Cross-chain technologies are evolving so rapidly that the walls separating blockchain ecosystems are lowering every day. There is a growing realization in the growing protocol layer ecosystem that users want to be able to move seamlessly between assets across networks without fragmented liquidity pools.
If adopted more quickly, on-premise release models like Wormhole NTT will be common infrastructure across the industry.
In this crazy world of cryptocurrencies, using local assets has become the norm.
Native UNI on Solana is a perfect case study of how this broader phenomenon plays out in DeFi infrastructure. For a long time, wrapped assets have been the main way to transfer tokens across blockchains. Although this model helped spur rapid DeFi growth in its early days, projects are now gravitating to mechanisms that can provide greater transparency with reduced adoption risk and more flexible issuance.
The original asset frameworks indicate the growth of the industry
Developers focus on building out existing infrastructure for the long game of scalability over short-term interoperability. Bridges are particularly vulnerable to hacks and other systemic risks, because they rely on smart contracts that have been widely adopted in their ecosystems.
As adoption increases, users may find themselves interacting with assets across the chain seamlessly without being aware of this interoperability layer we are all building upon.
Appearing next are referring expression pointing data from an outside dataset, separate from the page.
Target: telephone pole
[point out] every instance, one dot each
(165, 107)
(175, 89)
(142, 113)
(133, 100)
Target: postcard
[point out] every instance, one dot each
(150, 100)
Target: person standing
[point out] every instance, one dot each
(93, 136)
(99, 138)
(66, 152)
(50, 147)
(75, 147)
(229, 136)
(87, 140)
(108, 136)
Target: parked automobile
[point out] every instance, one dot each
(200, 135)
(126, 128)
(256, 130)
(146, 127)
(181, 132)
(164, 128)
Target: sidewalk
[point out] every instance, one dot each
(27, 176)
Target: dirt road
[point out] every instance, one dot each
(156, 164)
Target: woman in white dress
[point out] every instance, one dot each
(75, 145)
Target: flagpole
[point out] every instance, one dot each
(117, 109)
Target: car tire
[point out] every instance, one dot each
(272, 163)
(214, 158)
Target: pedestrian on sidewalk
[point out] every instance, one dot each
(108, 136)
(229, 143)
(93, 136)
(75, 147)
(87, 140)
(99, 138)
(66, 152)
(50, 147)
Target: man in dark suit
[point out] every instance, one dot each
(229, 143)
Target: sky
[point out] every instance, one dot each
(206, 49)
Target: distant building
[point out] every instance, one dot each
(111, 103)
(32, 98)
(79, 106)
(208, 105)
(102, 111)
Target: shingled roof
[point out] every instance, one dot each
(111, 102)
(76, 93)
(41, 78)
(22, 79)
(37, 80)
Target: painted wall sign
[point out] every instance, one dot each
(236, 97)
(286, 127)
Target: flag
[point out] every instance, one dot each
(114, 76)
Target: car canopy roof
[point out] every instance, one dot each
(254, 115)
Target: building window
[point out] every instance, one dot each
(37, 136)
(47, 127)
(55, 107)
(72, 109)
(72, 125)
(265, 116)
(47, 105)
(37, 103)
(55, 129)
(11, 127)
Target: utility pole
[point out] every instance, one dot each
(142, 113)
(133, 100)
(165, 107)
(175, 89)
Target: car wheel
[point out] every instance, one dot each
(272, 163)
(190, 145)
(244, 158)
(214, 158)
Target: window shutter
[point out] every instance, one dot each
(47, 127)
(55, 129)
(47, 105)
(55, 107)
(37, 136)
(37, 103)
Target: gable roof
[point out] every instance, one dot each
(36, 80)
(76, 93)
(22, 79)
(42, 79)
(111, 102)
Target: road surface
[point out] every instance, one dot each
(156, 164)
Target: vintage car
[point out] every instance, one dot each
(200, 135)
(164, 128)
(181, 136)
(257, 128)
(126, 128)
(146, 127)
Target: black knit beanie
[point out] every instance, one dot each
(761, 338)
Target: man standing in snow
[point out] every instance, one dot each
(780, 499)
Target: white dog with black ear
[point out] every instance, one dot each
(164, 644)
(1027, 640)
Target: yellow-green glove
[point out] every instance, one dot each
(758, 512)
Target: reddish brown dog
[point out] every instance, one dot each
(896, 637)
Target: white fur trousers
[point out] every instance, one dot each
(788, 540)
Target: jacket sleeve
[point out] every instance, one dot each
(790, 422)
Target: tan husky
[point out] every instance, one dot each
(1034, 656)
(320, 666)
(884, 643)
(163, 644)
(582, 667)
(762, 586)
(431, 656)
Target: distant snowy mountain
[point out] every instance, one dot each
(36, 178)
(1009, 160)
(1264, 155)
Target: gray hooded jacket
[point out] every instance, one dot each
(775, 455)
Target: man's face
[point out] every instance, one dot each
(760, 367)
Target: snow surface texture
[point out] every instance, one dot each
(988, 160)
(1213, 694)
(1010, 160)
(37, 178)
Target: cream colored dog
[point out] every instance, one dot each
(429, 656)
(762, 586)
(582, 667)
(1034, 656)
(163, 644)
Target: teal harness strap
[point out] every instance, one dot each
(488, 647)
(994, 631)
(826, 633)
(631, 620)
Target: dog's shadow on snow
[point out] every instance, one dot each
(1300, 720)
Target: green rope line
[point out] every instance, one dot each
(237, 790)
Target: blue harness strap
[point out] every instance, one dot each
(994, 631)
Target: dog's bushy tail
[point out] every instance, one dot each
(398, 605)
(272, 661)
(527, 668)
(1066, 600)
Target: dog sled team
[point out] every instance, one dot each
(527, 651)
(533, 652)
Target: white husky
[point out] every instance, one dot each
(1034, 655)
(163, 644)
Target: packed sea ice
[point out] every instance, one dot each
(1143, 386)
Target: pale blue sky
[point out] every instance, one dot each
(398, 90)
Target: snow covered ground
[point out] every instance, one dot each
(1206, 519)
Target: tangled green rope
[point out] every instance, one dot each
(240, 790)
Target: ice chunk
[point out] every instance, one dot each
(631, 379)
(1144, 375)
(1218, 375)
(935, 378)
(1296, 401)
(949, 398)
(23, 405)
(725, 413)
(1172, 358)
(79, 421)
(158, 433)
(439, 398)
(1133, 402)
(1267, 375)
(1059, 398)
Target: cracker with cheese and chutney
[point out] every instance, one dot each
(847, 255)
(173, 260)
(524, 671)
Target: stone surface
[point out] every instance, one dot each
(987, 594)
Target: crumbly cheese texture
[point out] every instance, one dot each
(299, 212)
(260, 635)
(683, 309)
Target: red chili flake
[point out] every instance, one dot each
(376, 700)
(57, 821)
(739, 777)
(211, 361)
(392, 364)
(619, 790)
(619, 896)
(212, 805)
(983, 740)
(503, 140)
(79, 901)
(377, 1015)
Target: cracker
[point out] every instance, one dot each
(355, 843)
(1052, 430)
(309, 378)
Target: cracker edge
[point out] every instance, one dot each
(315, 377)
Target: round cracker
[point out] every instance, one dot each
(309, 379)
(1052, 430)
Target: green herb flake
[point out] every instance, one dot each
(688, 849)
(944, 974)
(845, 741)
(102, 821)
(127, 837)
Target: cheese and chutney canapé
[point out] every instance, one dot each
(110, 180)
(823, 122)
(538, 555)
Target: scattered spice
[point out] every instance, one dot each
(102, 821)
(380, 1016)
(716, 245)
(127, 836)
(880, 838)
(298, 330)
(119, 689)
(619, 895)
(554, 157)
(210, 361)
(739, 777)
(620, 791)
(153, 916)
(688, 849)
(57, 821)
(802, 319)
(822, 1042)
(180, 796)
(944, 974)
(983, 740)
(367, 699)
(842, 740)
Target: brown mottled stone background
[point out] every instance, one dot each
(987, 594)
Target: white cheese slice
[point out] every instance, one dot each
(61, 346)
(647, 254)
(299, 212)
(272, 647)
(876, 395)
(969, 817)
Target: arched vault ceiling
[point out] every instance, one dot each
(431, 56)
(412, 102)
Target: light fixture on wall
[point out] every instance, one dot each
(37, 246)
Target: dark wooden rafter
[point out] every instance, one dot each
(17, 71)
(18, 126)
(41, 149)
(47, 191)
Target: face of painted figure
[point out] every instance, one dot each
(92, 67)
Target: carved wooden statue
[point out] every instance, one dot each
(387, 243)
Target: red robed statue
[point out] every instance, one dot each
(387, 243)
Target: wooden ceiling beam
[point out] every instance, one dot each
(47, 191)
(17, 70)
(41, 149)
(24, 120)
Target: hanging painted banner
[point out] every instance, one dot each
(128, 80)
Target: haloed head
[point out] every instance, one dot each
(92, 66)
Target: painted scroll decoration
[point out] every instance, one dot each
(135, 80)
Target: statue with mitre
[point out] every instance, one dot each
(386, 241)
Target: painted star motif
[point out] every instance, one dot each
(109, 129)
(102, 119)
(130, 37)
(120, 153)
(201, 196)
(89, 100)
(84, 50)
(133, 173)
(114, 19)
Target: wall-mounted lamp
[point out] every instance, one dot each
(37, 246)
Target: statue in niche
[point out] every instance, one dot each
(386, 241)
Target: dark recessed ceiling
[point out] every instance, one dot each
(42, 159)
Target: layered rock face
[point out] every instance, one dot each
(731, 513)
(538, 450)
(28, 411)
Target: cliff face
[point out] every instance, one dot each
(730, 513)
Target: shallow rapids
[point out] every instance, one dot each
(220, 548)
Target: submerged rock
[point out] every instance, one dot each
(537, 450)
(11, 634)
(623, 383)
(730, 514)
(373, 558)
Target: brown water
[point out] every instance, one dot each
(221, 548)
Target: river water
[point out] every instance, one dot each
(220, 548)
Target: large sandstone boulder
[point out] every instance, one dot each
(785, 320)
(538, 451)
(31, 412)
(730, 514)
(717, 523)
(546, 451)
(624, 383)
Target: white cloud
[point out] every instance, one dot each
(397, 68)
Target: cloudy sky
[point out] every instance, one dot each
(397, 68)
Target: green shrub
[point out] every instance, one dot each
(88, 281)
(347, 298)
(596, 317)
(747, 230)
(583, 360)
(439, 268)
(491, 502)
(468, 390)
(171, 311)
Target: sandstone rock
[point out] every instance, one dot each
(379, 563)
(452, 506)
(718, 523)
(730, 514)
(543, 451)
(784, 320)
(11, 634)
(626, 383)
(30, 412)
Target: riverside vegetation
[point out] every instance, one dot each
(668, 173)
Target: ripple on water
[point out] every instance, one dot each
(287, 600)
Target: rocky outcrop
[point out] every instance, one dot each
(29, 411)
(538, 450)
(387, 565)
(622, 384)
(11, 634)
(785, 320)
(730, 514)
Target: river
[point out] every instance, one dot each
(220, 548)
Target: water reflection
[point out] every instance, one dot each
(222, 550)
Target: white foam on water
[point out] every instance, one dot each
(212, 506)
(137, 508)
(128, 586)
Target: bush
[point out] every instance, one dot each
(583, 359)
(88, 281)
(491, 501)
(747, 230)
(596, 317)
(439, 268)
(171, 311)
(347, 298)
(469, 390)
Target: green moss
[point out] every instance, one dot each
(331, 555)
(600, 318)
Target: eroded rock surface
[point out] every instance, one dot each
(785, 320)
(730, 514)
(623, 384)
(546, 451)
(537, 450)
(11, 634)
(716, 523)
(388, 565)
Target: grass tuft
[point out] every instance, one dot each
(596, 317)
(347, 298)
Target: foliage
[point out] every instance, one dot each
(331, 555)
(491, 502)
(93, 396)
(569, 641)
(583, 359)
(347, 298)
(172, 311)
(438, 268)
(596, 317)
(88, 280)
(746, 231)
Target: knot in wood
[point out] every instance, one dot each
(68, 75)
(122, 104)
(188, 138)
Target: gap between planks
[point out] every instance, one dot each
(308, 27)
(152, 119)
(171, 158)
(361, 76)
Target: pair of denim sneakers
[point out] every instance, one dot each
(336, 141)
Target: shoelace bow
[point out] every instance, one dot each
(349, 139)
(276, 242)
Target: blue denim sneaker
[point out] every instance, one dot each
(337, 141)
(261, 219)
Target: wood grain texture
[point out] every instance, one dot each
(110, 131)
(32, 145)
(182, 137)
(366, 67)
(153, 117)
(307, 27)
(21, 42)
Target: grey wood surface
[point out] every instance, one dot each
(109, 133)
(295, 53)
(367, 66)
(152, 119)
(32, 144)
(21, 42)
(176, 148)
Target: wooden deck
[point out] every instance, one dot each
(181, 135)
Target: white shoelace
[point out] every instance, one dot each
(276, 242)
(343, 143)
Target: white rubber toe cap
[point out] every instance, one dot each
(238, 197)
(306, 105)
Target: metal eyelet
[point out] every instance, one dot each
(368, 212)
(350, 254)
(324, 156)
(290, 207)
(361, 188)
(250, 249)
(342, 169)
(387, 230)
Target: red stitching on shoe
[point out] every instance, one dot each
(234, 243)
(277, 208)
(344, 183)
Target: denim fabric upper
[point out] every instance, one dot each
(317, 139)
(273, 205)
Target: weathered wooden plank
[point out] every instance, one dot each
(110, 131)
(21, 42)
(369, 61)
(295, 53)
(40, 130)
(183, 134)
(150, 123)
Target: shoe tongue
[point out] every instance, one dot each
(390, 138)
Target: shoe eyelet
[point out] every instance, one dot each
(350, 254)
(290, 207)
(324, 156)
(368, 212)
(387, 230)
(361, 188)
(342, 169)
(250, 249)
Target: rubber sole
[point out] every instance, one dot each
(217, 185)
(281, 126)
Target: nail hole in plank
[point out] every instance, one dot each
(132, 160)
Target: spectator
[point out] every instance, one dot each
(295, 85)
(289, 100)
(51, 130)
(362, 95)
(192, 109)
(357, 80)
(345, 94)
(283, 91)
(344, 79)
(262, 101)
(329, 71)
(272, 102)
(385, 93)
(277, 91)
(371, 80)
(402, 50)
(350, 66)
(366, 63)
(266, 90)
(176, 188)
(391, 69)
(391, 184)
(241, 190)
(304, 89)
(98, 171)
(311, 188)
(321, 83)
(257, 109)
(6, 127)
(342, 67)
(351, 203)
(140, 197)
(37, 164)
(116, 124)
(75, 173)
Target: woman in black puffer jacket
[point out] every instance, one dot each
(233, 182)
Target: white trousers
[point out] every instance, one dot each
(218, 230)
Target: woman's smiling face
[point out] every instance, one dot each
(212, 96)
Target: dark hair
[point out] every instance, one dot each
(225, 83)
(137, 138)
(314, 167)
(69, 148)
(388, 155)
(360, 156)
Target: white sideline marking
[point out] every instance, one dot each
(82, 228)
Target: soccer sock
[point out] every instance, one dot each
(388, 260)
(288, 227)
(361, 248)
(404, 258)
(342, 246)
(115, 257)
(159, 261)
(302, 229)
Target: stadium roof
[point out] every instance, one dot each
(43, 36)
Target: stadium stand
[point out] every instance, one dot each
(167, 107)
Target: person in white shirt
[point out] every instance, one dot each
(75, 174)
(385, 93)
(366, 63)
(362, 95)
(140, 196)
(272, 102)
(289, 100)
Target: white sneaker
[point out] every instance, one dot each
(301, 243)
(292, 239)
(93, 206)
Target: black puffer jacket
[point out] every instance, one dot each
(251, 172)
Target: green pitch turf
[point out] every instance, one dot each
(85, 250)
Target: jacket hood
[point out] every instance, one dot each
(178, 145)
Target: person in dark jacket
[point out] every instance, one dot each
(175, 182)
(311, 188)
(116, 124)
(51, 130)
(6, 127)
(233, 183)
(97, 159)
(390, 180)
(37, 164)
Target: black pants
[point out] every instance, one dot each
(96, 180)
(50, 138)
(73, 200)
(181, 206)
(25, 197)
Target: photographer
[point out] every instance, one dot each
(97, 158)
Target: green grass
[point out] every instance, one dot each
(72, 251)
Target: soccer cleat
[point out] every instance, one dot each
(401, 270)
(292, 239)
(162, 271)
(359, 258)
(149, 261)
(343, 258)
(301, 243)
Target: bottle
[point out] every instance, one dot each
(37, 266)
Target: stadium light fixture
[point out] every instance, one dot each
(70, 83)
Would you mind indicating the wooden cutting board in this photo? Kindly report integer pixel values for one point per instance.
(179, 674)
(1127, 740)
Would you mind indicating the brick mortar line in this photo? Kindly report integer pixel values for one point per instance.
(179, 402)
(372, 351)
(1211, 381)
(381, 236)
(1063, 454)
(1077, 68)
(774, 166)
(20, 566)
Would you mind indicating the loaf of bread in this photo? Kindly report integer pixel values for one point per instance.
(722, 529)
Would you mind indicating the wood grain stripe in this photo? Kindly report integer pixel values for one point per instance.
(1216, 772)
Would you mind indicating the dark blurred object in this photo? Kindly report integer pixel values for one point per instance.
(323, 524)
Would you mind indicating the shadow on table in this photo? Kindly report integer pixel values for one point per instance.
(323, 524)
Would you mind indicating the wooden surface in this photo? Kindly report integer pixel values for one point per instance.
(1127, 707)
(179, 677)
The introduction of Solana expands UNI’s footprint into one of Uniswap’s crowded cryptocurrency ecosystems. This provides Solana with an internationally accepted DeFi tool to support its fast financial infrastructure.
For the rest of the market, this integration offers a hint towards a native, cross-chain future rather than one built from tokens.
Disclosure: This is not trading or investment advice. Always do your research before purchasing any cryptocurrency or investing in any services.